In part two, the rules are the same, but there are two differences. First, while the input gives the order for cups 1-9, cups ten through one million are then also joined into the circle in numerical order. Second, instead of 100 rounds, there will be ten million.

## Solution

### Part 1

The scope of the problem in part one made it that I could solve this with a list of numbers, slicing and recombining to make the updated list:

#!/usr/bin/env python3

import sys

game = [int(x) for x in sys.argv[1]]
num_moves = int(sys.argv[2]) if len(sys.argv) > 2 else 100
glen = len(game)

for _ in range(num_moves):
pick = game[1:4]
game = game[0:1] + game[4:]
sgame = sorted(game)
dest = sgame[(sgame.index(game[0]) - 1) % (glen - 3)]
dest_idx = game.index(dest) + 1
game = game[1:dest_idx] + pick + game[dest_idx:] + game[0:1]

idx1 = game.index(1)
res = "".join([str(c) for c in game[idx1 + 1 :] + game[:idx1]])
print(f'Part 1: {res}')


Rather than track the active cup, I just moved the list such that the active cup was always at the front of the list. This made it easier so I didn’t have to worry about slicing beyond the end of the list.

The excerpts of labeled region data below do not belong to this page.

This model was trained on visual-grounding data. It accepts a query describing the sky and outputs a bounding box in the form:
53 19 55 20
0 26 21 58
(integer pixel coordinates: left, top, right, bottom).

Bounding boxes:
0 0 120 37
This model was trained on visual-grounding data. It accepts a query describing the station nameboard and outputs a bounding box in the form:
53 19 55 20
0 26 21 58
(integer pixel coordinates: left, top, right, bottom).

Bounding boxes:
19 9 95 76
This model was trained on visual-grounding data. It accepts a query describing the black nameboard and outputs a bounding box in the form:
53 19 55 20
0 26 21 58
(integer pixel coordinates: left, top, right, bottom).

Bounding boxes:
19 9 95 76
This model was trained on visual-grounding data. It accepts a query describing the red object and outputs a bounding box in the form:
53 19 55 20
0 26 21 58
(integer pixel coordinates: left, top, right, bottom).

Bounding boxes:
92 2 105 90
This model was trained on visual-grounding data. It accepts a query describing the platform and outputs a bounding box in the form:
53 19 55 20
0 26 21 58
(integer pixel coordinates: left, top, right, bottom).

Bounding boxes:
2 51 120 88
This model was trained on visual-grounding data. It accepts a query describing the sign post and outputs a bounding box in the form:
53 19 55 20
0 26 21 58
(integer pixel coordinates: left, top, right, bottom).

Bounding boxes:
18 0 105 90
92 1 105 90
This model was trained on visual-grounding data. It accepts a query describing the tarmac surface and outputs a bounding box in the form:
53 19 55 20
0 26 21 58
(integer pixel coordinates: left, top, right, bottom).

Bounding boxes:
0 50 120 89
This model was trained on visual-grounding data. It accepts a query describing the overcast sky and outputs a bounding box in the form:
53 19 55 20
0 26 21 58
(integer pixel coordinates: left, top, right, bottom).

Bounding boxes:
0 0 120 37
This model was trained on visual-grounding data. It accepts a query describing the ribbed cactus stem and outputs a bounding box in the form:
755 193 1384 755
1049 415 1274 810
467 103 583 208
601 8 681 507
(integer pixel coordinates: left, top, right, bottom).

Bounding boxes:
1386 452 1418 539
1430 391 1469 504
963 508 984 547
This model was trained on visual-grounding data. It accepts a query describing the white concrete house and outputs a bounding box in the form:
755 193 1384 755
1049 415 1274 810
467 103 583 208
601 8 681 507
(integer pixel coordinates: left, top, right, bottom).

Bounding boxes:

This runs in less than 0.1 second, and solves the challenge.

### Part 2

In theory, one might think I could just change the numbers and construct this new list for part two, but my solution above will be way too slow. slicing and building lists is a very slow action in Python. I’ll change strategies so that I keep a linked list. It will be a simple Python dictionary, where the key is a cup, and the value is the next cup after it. So to find out which cup comes after cup one, it’s kept in cuplist[1]. That also means to move a cup, I only have to change the value for the cup that used to point to it, the new cup that points to it, and the cup it points to.

I’ll create a function that takes a list of cups, the full padded length of the game, and the number of moves. I’ll make sure this function works on both part one and part two.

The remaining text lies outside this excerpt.